A la suite de l’enquête préliminaire ouverte en octobre, la justice française a décidé le 9 juin de poursuivre ses investigations, désormais confiées à deux juges d’instruction du pôle financier et à un magistrat instructeur du pôle antiterroriste. Cette information judiciaire vise notamment les chefs de « financement d’entreprise terroriste » et de « mise en danger de la vie d’autrui », a précisé le parquet. L’enquête devra déterminer les liens qu’a pu entretenir le géant du ciment, notamment avec Daech, pour continuer à faire fonctionner en 2013 et 2014, malgré le conflit, la cimenterie de Jalabiya, un investissement phare pour le groupe.

« Le groupe coopérera bien entendu avec la justice s’il est sollicité », a indiqué LafargeHolcim dans un communiqué, précisant qu’il « n’a pas été contacté par le parquet » à ce stade.

« Pression » sur les employés

Le scandale avait été révélé par un article du quotidien français Le Monde de juin 2016 qui avait mis en lumière de « troubles arrangements » entre Lafarge Cement Syrie (LCS), branche syrienne du groupe, et l’organisation jihadiste alors que cette dernière gagnait du terrain et devenait incontournable dans la région. En septembre, le ministère français de l’Économie avait déposé plainte, déclenchant l’ouverture d’une enquête préliminaire par le parquet de Paris. Plusieurs responsables et cadres du groupe ont depuis été auditionnés en France, selon une source proche du dossier. En novembre, l’association anticorruption Sherpa, le Centre européen pour les droits constitutionnels et les droits de l’homme (ECCHR) et onze anciens employés de la cimenterie avaient déposé plainte avec constitution de partie civile pour « financement du terrorisme », mais aussi pour « complicité de crimes de guerre et de crimes contre l’humanité », des chefs qui n’ont pas été retenus à ce stade par le parquet.
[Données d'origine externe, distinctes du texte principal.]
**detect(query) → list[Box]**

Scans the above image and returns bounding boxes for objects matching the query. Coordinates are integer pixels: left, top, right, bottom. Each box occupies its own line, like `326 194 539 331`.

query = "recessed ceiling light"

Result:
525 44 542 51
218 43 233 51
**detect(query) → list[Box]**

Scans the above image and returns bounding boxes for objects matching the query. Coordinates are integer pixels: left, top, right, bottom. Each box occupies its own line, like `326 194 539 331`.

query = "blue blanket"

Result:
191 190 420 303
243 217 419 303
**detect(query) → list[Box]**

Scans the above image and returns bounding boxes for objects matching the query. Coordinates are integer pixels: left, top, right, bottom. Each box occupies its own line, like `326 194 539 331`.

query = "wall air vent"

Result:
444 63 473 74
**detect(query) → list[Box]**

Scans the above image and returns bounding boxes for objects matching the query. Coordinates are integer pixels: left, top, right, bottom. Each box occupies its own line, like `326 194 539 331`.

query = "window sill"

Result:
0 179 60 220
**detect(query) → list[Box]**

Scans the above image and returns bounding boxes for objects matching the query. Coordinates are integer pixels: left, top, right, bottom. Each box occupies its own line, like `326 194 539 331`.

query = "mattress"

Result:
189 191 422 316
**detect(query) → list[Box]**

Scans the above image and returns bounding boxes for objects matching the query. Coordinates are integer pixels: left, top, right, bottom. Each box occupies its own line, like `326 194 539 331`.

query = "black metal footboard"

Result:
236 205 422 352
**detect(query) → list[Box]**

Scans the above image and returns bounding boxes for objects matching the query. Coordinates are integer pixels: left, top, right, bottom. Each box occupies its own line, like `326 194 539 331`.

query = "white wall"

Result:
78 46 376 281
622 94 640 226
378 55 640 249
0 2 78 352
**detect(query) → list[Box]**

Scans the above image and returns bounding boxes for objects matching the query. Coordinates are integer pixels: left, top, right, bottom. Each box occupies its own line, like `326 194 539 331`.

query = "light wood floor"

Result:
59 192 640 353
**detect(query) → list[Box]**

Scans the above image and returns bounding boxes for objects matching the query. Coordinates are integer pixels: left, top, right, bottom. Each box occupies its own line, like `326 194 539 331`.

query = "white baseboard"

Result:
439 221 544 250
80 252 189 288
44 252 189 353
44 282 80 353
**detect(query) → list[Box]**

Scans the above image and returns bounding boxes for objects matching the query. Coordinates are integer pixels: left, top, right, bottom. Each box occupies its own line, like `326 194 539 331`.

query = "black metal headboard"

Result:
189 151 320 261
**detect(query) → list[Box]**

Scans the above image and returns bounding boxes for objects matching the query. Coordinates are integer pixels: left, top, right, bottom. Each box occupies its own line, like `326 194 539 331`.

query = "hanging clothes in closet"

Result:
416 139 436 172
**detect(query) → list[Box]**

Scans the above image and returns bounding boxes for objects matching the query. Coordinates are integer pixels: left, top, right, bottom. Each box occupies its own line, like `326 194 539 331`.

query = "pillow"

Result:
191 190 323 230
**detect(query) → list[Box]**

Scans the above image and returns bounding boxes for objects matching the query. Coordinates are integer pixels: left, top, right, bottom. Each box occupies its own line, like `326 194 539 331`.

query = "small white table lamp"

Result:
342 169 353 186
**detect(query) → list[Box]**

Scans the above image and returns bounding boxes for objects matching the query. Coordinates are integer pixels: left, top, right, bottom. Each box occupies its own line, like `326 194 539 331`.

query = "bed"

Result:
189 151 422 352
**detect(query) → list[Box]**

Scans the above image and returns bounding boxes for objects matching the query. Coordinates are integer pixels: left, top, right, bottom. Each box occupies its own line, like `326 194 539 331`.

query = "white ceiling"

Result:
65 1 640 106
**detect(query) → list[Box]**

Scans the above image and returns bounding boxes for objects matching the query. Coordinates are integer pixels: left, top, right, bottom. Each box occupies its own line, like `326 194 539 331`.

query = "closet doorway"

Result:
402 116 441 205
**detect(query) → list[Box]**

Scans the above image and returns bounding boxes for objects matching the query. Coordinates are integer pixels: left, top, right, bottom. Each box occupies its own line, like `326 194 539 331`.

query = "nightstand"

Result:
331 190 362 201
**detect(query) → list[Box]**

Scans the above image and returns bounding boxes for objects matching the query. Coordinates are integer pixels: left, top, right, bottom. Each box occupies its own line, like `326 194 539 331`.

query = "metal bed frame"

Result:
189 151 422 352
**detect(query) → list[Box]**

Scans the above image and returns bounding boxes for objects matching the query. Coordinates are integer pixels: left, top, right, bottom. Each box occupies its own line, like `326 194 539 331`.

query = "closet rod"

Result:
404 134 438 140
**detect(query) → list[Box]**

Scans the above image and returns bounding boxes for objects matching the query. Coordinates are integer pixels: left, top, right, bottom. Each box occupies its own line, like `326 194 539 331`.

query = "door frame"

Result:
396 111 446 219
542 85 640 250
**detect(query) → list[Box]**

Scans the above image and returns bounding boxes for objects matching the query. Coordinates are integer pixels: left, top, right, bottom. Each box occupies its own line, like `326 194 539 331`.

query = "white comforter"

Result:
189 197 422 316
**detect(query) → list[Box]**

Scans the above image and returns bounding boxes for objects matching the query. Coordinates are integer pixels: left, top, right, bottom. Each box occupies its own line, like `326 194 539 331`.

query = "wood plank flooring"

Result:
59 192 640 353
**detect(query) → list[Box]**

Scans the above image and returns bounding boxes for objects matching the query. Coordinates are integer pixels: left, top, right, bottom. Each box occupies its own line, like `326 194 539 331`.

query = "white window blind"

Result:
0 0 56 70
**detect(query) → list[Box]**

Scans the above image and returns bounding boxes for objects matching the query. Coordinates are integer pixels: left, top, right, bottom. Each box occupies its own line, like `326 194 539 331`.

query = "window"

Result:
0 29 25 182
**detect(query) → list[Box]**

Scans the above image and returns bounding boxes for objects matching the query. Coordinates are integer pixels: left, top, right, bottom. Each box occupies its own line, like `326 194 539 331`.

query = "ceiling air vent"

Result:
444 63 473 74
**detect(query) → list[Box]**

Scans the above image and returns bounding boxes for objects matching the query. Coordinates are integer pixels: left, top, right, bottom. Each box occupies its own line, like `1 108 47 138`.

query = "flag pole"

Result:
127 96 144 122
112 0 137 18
Alors que plusieurs entreprises françaises et européennes présentes en Syrie mettaient fin à leurs activités dans le pays entre 2011 et 2013, LCS « restait déterminée à maintenir sa production malgré l’intensification des affrontements », notent les associations dans leur plainte. Pour atteindre cet objectif, la filiale aurait fait « pression sur ses employés » (menaces de licenciement, de suspension de salaires s’ils ne se rendaient pas à l’usine malgré l’insécurité des routes) et « accepté de s’entendre avec des membres de l’EI » pour organiser la circulation des marchandises et des employés contre le paiement de taxes ou l’achat de matières premières, détaillent-elles. Elles estiment qu’à partir d’avril 2013 « le pétrole utilisé par LCS provenait de l’organisation jihadiste ».

Daech avait fini par prendre le contrôle du site en septembre 2014. Ce jour-là, d’après Le Monde, la direction n’a pas prévenu les employés de l’imminence d’un raid et les bus prévus pour les mettre à l’abri n’étaient pas sur place. Ils ont dû se sauver par leurs propres moyens.

Les jihadistes « indirectement » financés

Lafarge, qui a fusionné en 2015 avec le suisse Holcim, a admis avoir « indirectement » financé des groupes armés pour maintenir en activité sa cimenterie. Entre les « menaces pour la sécurité des collaborateurs » et les « perturbations dans les approvisionnements nécessaires pour faire fonctionner l’usine et distribuer ses produits », la filiale locale de Lafarge a tenté d’amadouer les diverses « factions armées » qui contrôlaient les zones autour du site, a reconnu en mars le groupe.

En avril, Eric Olsen, patron de LafargeHolcim, a annoncé qu’il allait quitter ses fonctions pour tenter de désamorcer le dossier syrien. Le conseil d’administration avait accepté sa démission, mais estimé qu’il n’était « ni responsable ni pouvant être considéré comme informé des actes répréhensibles identifiés » en Syrie. « Lafarge semble concentrer sa défense au niveau local en épargnant la maison-mère. Or, nous avons suffisamment d’éléments pour avoir acquis la certitude de son implication », a estimé Me Marie Dosé, avocate de Sherpa. Le président de l’association Sherpa, Me William Bourdon, a pour sa part indiqué qu’il devrait prochainement être entendu par les juges d’instruction.